Open feacluster opened 2 years ago
After a lot of trial and error and emails with the Pastix developers, I got something working. I have v2.18 built on an Ubuntu VM with one Tesla K80 GPU. Using nvidia-smi I can confirm the GPU does appear to be working with Pastix.
Unfortunately, the solve times and memory usage are double what I expect from Pardiso or Spooles. If anyone has it built on a linux machine with gpu, I would like to send you a 1 million dof model to benchmark.
The reason for most of my build errors was due to nvidia drivers and cuda toolkit not installed properly. The mistake I was making was not doing the pre-installation steps before running the cuda_10.1.243_418.87.00_linux.run script. I was under the impression the *.run file would do everything for me.
My next hurdle was then installing standalone pastix. I could not get the older version used by Calculix to install. But I was able to get the latest version to build ( 6.2.1 ).
I modified the simple.c example to read a matrix in ijv format from Calculix. From that I confirmed the GPU was being used in the factorization. It did speed things up by adding around 30-40 gflops/second of computation power. For comparison, the 2 cpus on the machine did total 30 gflops/second . So the GPU kind of performed as though the machine had four->six cpus instead of just two.
Last challenge was then to modify the pastix.c file in the Calculix source to use the newest version of pastix solver. Made some minor edits and was able to run some models. Unfortunately, I noticed the models took longer and used more memory than Pardiso. For some reason the matrices are being defined as "General" instead of "Symmetric" . This is resulting in double the expected memory usage and long solve times. Another strange thing is Pastix implementation solves the models a few times instead of once . It seems to do it first in mixed precision then tries double precision .
I am not sure why they did this. Will need to research further.. There are some unsymmetric matrices in Calculix , but I believe they are a minority of cases.
Do I understand correct, that you use the vanilla PaStiX version now? This shouldn't work as expected, because we used things like keeping the reordering and merging Matrix patterns to increase the chance to get rid of the reordering and also keep the memory claimed on the GPU because this takes actually a lot of time. We used General, because LU-Factorisation seemed much more stable for us than Cholesky.
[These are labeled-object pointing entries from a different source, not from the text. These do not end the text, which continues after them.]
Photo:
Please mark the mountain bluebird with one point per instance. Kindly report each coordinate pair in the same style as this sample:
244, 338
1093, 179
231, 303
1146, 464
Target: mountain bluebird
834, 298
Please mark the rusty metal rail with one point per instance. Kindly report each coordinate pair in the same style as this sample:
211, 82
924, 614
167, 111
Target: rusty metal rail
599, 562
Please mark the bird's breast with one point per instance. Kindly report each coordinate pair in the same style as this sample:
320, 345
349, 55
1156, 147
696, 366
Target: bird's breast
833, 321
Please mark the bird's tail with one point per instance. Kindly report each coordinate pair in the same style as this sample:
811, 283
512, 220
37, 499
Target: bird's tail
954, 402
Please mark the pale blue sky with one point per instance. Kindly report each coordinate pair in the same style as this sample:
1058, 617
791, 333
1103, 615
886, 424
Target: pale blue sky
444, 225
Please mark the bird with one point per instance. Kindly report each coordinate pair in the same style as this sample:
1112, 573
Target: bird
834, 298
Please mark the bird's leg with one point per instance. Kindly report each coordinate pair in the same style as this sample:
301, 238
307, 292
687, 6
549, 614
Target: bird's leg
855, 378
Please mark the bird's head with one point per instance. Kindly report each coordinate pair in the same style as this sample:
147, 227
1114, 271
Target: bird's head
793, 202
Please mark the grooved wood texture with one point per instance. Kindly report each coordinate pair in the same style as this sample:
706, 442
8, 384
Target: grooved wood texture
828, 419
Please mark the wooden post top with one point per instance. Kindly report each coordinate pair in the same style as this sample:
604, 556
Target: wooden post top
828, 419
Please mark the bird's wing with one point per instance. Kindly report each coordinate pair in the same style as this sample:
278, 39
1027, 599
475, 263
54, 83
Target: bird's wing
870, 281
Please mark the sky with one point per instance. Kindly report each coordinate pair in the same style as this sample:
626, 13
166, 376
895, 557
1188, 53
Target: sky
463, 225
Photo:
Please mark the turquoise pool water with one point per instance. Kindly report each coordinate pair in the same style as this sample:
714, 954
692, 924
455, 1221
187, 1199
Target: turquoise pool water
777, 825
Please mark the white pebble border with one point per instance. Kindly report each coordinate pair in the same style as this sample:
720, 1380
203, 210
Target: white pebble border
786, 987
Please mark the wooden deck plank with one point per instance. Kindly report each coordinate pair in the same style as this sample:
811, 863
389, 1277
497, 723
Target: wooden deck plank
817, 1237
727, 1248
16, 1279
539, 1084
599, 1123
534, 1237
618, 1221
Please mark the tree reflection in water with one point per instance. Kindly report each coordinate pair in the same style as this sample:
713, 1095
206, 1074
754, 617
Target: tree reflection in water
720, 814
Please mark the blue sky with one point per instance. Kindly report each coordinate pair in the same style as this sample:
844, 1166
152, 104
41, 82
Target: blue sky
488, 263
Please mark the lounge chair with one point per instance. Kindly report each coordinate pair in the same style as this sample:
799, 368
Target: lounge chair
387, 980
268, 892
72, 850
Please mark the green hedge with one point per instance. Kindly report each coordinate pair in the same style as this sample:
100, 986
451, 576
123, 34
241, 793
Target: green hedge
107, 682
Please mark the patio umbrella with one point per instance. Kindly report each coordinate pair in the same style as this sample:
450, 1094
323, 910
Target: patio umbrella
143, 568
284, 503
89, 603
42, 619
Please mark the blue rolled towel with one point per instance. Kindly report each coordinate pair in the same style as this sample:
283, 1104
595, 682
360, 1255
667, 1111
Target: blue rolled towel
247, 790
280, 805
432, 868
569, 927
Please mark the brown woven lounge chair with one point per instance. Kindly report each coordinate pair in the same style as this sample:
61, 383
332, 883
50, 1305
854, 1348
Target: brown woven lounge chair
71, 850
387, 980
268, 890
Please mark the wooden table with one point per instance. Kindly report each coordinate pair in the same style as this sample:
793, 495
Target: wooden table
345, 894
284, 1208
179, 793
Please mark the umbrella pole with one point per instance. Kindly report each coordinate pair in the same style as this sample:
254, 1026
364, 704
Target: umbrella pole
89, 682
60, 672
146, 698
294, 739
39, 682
Solving multiple times could happen if you can't get a decent Residual in mixed precision with double iterative refinement, then we try to do a double factorisation.
What I already can say is, that frequency analysis will not be faster than pardiso.
But seeing the numbers, your GPU seems too slow, this must be FP64, correct? 30-40 GFLOPs/sec is basically not even one core on a new system.
Thanks for the information! Now some things make more sense. Yes, I did use the current Pastix with Calculix. I had to modify the pastix.c file by commenting out some functions that are not in the current pastix. You can see the changes below. With these changes I can run basic linear and non-linear models. But it gives segmentation fault when trying to run unsymmetric matrix, namely this one:
https://feacluster.com/CalculiX/ccx_2.18/doc/ccx/input_deck_viewer.php?input_deck=axrad.inp
You are right , the GPU is old and slow :-) It's a tesla k80. I will try and re-run my comparisons on some newer hardware now that it working well enough.. However, I notice the 120 refinement steps take a long time to complete. My 1 million equation cantilever beam model has total run time of 60 seconds with Pardiso, but 300+ seconds with Pastix ( using same number of cpus and the old gpu )..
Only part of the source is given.